I have 2 CUDA GPU resources on my server that is running ray. If I deploy a single model replica with num_gpus": 1}
, things are fine. If I set the number of replicas to 2, I get a "RuntimeError: CUDA out of memory. " error when Ray tries to deploy the 2nd replica. How are people deploying multiple replicas with multiple GPUs?
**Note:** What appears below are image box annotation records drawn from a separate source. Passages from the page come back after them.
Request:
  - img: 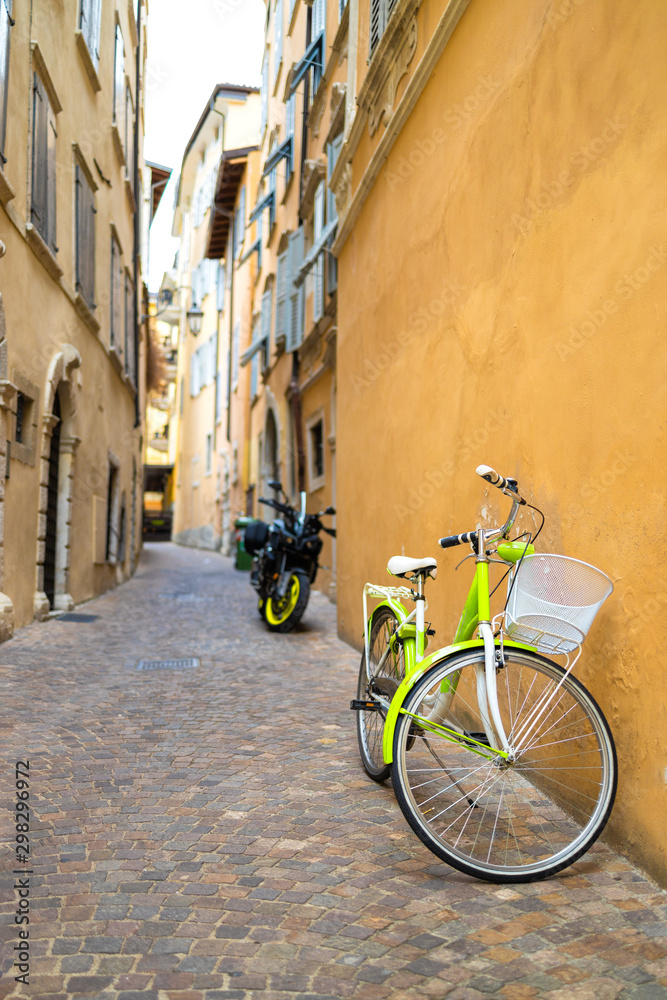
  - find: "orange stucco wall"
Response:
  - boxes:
[338,0,667,881]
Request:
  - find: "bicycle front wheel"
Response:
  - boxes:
[357,606,405,781]
[392,649,617,882]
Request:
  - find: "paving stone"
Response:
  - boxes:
[0,544,667,1000]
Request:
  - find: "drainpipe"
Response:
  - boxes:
[132,4,143,427]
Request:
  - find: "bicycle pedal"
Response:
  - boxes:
[350,698,380,712]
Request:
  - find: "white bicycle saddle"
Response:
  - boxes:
[387,556,438,580]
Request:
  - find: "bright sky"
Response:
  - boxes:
[144,0,266,292]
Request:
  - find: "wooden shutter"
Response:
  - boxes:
[262,289,273,369]
[313,181,324,323]
[30,73,49,240]
[79,0,102,69]
[276,250,288,341]
[46,106,57,254]
[75,163,95,309]
[0,0,12,163]
[113,24,125,124]
[370,0,385,53]
[273,0,283,78]
[286,226,304,351]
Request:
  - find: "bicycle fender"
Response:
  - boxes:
[382,639,535,764]
[365,597,408,642]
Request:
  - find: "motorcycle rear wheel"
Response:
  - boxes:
[264,570,310,632]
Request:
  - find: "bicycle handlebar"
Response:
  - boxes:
[475,465,526,504]
[438,531,477,549]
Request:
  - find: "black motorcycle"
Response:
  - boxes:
[245,481,336,632]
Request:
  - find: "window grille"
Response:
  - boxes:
[370,0,396,55]
[74,163,95,309]
[30,73,58,253]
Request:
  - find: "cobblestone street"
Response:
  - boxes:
[0,544,667,1000]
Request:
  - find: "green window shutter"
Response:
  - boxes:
[262,289,273,370]
[276,250,289,342]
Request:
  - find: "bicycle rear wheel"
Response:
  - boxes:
[392,649,617,882]
[357,607,405,781]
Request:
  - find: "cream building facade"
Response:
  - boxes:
[173,84,260,552]
[0,0,146,637]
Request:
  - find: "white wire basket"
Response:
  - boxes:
[505,555,614,653]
Any sample code/gist or suggestions to try would be appreciated.
Hi @puntime_error, when you set the replicas to 2 and keep num_gpus to 1, there should be two identical process created, each taking one GPU with their corresponding CUDA_VISIBLE_DEVICES.
Can you take a look at nvidia-smi
before and after and make sure there are no other processes running on the two GPUs?
@simon-mo @puntime_error am unable to use multiple gpus while serving ray.
I have raised an issue here Issue on page /serve/getting_started.html · Issue #27905 · ray-project/ray · GitHub
Can you please help?
Hi @Sujit_Kumar, to narrow down the issue, do the basic GPU examples at GPU Support — Ray 3.0.0.dev0 work for you? You can try it on Ray 2.0.0rc1 (pip install "ray[serve, default]==2.0.0rc1"
)
@Sujit_Kumar you may also have to tell the transformers
library to use GPU; see How to make transformers examples use GPU? · Issue #2704 · huggingface/transformers · GitHub for example and the surrounding context.